What does the Viterbi aIgorithm do?
It is related to the matching problem in hidden Markov models. It finds the most likely sequence of hidden states for a given observation sequence by maximizing the joint probability of transitions and emissions.
Explain the training problem of hidden Markov models
Given an observation sequence O = {o_1, o_2, …, o_T} and an untrained model λ = (A, B, π), how should the model parameters be adjusted to maximize the likelihood of a given observation sequence, P(O | λ)?

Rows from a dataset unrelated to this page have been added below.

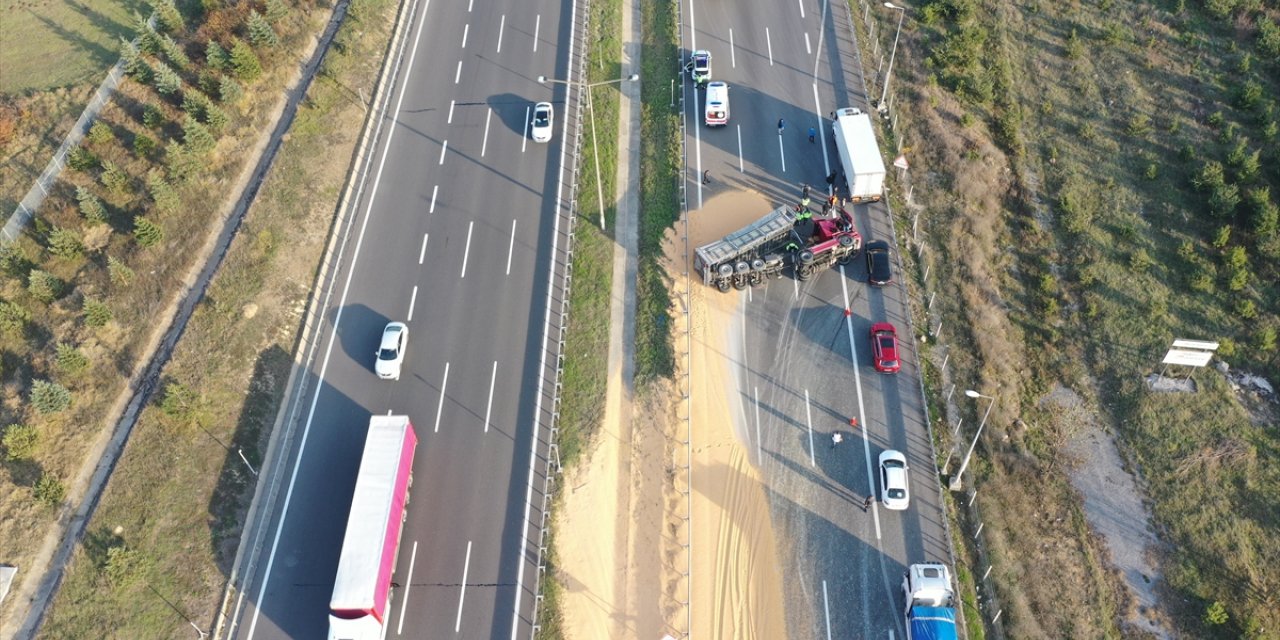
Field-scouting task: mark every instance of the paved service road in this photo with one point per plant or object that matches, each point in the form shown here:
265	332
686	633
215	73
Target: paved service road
453	234
805	366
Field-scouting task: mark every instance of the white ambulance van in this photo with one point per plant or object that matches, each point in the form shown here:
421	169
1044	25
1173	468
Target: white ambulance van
717	104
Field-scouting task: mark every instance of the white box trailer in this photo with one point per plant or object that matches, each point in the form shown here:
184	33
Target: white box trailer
361	590
859	155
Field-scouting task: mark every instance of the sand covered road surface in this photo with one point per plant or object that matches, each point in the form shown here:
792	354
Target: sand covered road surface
621	531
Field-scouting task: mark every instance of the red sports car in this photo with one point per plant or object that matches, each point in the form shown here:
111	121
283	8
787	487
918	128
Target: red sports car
885	348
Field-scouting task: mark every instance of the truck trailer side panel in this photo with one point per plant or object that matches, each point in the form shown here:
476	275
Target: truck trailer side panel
362	585
859	155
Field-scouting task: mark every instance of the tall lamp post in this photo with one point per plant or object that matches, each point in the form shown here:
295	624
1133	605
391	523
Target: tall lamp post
590	108
888	74
955	479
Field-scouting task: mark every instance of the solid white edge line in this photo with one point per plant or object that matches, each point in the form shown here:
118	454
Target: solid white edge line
698	131
439	408
525	140
408	584
741	168
542	370
333	338
759	453
488	410
862	411
462	593
808	419
466	254
822	136
511	248
484	144
826	607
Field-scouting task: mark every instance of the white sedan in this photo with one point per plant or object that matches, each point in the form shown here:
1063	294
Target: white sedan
391	351
544	118
894	492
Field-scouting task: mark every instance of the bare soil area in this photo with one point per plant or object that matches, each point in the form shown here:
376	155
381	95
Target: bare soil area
626	517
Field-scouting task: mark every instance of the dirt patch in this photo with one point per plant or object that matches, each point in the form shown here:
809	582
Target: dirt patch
1115	510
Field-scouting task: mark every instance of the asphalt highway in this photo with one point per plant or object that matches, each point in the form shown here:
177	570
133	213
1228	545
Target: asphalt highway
805	366
453	234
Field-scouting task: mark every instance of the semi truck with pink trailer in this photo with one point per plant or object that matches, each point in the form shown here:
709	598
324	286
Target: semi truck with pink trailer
362	588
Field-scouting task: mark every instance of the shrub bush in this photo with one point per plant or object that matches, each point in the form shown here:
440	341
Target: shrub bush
13	318
49	490
114	178
144	146
96	312
146	233
49	397
100	133
69	359
21	442
44	286
81	159
245	62
64	242
152	117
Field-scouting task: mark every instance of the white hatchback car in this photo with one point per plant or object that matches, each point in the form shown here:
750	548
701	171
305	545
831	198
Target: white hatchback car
544	117
894	493
391	351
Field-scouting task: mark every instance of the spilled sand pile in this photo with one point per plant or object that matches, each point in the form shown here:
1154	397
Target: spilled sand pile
625	520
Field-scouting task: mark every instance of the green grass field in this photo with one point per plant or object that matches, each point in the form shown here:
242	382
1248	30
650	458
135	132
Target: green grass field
50	44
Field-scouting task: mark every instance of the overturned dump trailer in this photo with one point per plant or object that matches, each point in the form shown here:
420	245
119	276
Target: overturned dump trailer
784	237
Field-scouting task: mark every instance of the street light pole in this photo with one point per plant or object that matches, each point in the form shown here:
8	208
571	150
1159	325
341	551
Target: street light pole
955	479
590	109
888	73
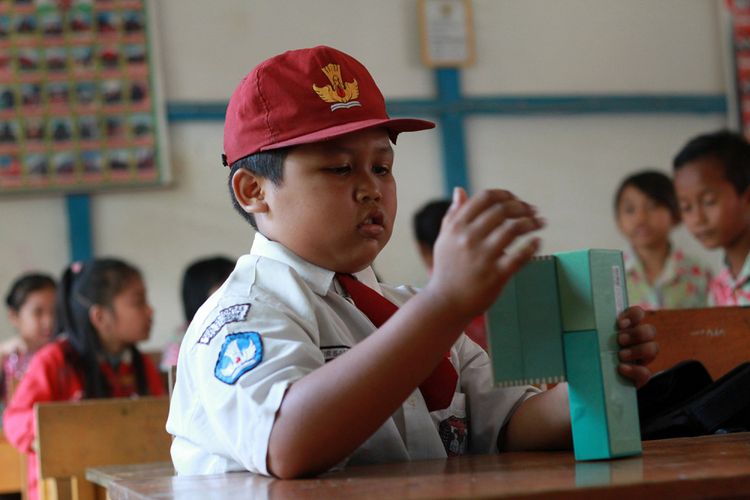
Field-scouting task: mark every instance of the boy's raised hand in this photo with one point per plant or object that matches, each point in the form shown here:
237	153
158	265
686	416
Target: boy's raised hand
472	262
638	345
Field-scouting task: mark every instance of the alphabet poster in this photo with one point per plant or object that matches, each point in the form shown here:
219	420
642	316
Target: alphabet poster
80	106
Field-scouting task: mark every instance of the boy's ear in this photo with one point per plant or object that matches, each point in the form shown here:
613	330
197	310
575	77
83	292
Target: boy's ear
248	191
97	317
13	318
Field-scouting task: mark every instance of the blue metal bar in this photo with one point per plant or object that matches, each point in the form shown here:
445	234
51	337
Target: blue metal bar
79	226
700	104
451	130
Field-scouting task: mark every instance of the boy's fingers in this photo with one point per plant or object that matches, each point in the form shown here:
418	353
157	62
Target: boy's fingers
496	215
641	353
502	237
512	261
630	316
638	335
638	374
479	203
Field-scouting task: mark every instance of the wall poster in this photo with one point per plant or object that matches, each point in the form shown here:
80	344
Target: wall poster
80	105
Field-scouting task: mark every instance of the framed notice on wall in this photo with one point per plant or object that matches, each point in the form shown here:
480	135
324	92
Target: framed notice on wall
80	103
447	32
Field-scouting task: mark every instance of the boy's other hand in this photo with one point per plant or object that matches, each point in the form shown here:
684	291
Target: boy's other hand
472	262
638	345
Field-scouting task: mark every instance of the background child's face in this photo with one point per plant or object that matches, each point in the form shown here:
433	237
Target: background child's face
337	202
36	317
129	319
711	208
645	223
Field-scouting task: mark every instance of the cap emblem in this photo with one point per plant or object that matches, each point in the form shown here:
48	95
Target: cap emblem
342	94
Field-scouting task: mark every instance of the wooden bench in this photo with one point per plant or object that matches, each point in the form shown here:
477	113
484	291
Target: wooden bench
718	337
72	436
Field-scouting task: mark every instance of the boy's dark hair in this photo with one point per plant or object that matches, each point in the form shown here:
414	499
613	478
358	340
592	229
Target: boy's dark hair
427	221
656	186
730	148
25	285
267	164
199	278
83	285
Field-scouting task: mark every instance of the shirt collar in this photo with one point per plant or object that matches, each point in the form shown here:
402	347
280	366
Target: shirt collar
317	278
743	277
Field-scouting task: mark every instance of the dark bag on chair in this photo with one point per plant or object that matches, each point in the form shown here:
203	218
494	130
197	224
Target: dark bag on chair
683	401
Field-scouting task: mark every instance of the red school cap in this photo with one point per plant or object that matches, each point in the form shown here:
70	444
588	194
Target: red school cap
304	96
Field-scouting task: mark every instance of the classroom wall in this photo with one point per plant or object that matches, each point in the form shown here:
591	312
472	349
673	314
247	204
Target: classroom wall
566	164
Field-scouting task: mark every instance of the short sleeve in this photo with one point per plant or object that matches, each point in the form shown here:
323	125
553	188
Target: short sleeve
231	384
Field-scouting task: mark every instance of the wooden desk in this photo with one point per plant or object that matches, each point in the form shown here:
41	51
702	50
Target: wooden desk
704	467
12	468
718	337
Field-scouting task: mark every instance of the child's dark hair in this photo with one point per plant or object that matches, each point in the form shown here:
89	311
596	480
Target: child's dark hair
730	148
25	285
199	278
267	164
654	184
427	221
96	282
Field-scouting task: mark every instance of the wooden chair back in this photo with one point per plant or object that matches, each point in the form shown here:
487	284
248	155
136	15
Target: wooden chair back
72	436
718	337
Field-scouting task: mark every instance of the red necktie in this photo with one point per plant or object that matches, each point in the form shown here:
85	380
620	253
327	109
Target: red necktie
438	388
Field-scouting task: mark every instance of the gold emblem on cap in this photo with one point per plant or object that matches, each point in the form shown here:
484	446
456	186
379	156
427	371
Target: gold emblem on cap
342	94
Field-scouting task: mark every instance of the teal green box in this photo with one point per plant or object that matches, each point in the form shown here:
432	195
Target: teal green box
529	345
603	404
559	322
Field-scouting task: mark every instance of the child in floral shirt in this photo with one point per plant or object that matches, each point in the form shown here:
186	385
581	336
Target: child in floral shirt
659	276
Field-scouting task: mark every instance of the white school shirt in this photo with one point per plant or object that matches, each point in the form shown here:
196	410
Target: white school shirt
278	318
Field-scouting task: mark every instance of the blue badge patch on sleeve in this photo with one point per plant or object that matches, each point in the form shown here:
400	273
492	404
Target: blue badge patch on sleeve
240	353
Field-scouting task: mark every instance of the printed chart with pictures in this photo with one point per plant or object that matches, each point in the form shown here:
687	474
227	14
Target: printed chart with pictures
79	101
739	11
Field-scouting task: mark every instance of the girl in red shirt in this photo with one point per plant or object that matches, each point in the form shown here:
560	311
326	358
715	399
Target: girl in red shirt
102	314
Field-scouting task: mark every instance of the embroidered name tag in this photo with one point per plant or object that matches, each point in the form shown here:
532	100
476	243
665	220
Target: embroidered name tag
226	316
333	352
240	353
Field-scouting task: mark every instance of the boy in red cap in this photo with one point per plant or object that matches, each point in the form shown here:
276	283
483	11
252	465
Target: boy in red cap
302	361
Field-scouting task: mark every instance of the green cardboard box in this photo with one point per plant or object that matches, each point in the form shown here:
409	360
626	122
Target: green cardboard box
557	322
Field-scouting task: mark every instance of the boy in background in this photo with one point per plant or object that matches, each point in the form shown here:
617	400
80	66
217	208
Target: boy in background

There is no efficent algorithm for global optimisation. This problem is crucial when the hidden Markov model’s parameters are unknown and need to be learned from data.
A solution to this is the Baum-Welch re-estimation that refines the parameteres iteratively to locally maximize P(O | λ).
Explain the Baum-Welch re-estimation algorithm
It is a special case of the expectation-maximization algorithm that computes probabilities using the current model, λ, and then refines λ to λ* such that P(O | λ) is locally maximized.
It uses α and β from the forward-backward algorithm.
Can a hidden Markov model have continuous densities?
Yes. Replace the discrete observation probabilities, b_j(k) by a continuous PDF, b_j(x). The PDF is often represented as a mixture of Gaussians.